A Provident Fund (PF) is one of the most favored instruments for investors. This is because the interest earned is guaranteed as it is a government initiative, and under Section 80C of the Income Tax Act, you can claim tax benefits on the amount invested as well. Moreover, you can open an account under this scheme at any bank or post office to accumulate a pool of funds over a long tenor of 15 years.
How to Grow your PF Money Grow?
After the maturity of your Provident fund (PF), you can also extend your investment indefinitely, 5 years at a time. Subsequently, you can also consider starting a senior citizen FD to grow your corpus in a smart and safe manner.
This is just one way of putting your PF amount to good use, and you may wonder if you should invest in the stock market or in a fixed deposit. The solution to this is to assess your risk appetite as the stock market is volatile and carries high risk whereas with a senior citizen fixed deposit scheme offers assured, high fixed deposit interest rates and is completely risk-free. Conversely, you can look to invest your corpus into other financial instruments altogether in line with your financial goals.
Senior Citizen Fixed Deposit
Senior citizen fixed deposits are good saving instruments as they are ideal for the risk-averse investor and offer guaranteed returns. When you choose a Senior Citizen Fixed Deposit from Bajaj Finance you can earn higher senior citizen interest rates of up to 9.10% with a cumulative FD of at least 36 months, as opposed to a regular cumulative FD of the same duration which offers 8.75% as interest.

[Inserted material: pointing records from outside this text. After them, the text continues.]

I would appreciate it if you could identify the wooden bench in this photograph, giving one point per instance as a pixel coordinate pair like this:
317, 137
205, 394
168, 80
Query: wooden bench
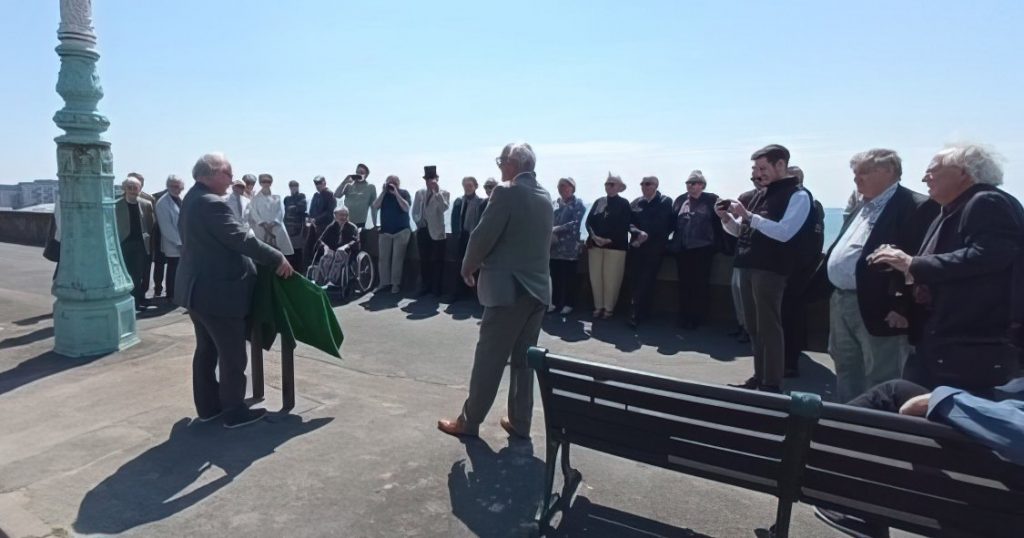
902, 471
756, 441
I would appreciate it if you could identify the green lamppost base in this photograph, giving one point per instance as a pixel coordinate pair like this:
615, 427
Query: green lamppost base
92, 328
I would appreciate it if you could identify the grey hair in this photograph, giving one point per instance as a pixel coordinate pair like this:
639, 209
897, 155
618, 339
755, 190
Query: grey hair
980, 163
520, 154
879, 158
208, 165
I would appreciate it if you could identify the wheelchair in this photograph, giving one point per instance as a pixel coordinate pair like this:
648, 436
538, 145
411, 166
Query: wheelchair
341, 275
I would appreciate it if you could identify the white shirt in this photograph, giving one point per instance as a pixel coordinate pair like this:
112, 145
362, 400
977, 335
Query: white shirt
797, 210
848, 250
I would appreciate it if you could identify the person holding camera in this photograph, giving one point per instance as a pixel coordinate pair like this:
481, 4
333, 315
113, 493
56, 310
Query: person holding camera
393, 204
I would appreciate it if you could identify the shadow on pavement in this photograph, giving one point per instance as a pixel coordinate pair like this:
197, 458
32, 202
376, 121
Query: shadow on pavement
196, 461
496, 494
39, 367
586, 519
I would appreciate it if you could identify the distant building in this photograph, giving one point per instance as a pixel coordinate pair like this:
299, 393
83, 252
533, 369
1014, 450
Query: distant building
28, 194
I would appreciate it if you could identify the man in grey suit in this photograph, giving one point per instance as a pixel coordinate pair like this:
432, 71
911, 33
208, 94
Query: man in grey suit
215, 282
511, 248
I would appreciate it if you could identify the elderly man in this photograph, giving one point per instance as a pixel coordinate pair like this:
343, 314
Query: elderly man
771, 236
511, 248
429, 206
215, 283
867, 309
651, 221
135, 220
168, 209
964, 275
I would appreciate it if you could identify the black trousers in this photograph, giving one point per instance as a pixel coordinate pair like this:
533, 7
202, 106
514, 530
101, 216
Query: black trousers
642, 264
172, 273
889, 396
137, 262
219, 341
795, 316
693, 273
431, 261
563, 282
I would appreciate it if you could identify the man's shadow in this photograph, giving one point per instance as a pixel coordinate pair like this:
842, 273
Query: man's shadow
196, 461
497, 493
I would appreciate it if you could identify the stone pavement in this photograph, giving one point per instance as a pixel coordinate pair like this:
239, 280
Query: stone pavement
105, 446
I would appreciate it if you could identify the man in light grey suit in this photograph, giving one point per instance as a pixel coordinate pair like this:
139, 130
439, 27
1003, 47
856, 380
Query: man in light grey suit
215, 282
511, 248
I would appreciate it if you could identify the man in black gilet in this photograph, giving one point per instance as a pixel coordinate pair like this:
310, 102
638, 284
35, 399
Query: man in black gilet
771, 236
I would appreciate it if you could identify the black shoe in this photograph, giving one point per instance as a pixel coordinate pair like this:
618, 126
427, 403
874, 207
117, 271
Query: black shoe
244, 417
750, 384
850, 525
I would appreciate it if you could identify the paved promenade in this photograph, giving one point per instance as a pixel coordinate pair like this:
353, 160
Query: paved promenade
105, 447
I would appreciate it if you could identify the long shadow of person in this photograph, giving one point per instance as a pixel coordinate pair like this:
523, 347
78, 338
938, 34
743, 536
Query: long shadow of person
195, 462
497, 494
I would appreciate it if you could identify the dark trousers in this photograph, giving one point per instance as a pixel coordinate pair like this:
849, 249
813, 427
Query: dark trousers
137, 262
642, 264
172, 273
693, 272
431, 261
889, 396
795, 317
563, 282
219, 342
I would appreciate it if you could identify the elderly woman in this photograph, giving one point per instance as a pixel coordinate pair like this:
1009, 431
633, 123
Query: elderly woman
565, 247
966, 276
266, 217
608, 229
694, 243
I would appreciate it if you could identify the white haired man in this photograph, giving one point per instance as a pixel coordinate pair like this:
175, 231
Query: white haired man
215, 282
134, 221
966, 277
867, 309
168, 210
511, 248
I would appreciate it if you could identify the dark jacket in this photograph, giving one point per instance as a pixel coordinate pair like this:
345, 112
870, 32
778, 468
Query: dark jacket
699, 228
612, 221
902, 222
216, 274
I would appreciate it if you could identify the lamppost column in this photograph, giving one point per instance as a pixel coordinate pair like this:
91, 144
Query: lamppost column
94, 312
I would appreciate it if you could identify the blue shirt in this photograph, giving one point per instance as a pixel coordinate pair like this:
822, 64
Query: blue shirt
997, 423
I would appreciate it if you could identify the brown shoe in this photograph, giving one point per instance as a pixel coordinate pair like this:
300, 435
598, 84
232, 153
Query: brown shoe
507, 426
455, 427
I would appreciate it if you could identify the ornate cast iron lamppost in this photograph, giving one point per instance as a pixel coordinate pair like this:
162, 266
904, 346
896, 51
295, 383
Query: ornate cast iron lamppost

Also, if you seek a regular payout you can choose a non-cumulative fixed deposit. Then select the frequency at which you want to receive returns. This can be monthly, quarterly, half-yearly or annually.
Debt Mutual Funds
When you choose debt mutual funds you can invest in fixed income securities such as corporate and government bonds, Money Grow market instruments and other corporate debt securities that will help grow your capital. Consider these options while investing your PPF amount as they have a short lock-in period of up to 3 years and typically yield high returns. Besides, they have high liquidity and carry low risk too.
Bonds that are issued by government organizations such as the Indian Railway Finance Corporation, National Highway Authorities of India and others are another excellent option. They offer returns around the 8% mark and have a long maturity period, typically 10 to 20 years. As they are offered by the government they are completely safe, and as the name suggests, they offer significant tax benefits too.
Therefore, instead of shifting your PPF maturity amount into a savings account that carries a low-interest rate, choose these high-interest investment instruments and grow your Money Grow further.